Figure 1. (A) Anaerobic speed reserve profiles of 19 elite male 800 and 1,500 m athletes across 800 m sub-group continuum as described in Sandford et al. (2019a). All participants seasons best (SB) 800 m ≤1:47.50 and 1,500 m SB ≤3:40.00. vVO2max estimated from 1,500 m race time as per methods of Bellenger et al. (2015) and validated in elite male runners in Sandford et al. (2019b). (B) Anaerobic speed reserve and velocity at 4 mmol/l lactate (v@4 mmol/l) across three elite middle-distance female profiles from each of the 800 m sub-groups tested in 2017. Note the between individual diversity across v@4 mmol/l, vVO2max and Maximal sprint speed—despite all having a season's best over 800 m within 1.3 s of each other. Rankings in brackets from 2017 season. vVO2max generated using methods developed by Bellenger et al. (2015) and utilized in Sandford et al. (2019a) (A). Informed consent was obtained through Auckland University of Technology ethics committee as part of Sandford et al. (2019a).

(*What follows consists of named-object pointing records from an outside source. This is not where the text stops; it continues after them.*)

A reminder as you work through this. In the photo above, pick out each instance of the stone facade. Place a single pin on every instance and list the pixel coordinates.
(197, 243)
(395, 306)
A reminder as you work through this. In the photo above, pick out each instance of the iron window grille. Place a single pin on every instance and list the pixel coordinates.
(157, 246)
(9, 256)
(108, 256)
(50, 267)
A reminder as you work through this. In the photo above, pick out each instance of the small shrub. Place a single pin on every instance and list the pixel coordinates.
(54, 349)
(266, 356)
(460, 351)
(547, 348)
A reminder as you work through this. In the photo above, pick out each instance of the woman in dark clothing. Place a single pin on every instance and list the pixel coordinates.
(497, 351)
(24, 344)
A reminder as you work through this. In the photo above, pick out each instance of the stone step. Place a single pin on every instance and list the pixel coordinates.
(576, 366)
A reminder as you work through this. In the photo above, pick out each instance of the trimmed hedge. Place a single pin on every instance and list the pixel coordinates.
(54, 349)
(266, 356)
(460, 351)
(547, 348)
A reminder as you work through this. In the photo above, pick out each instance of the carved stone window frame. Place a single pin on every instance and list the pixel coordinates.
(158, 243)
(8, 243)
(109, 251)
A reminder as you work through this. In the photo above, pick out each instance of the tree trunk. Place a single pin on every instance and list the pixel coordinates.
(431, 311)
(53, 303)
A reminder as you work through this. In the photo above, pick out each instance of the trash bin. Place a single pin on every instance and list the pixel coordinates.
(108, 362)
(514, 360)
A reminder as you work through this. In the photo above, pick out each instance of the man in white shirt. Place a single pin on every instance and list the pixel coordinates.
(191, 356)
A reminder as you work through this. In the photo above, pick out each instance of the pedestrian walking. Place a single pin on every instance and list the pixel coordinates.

It is important to note, that without the characterization of MSS in these middle-distance athletes, something which is rarely reported in middle-distance studies, this continuum characterization is not possible (Figures 1A,B). Interestingly, these identified middle-distance athlete sub-groups (Sandford et al., 2019a) supports longstanding coaching observations of middle-distance athlete variability that requires careful individual considerations (Horwill, 1980).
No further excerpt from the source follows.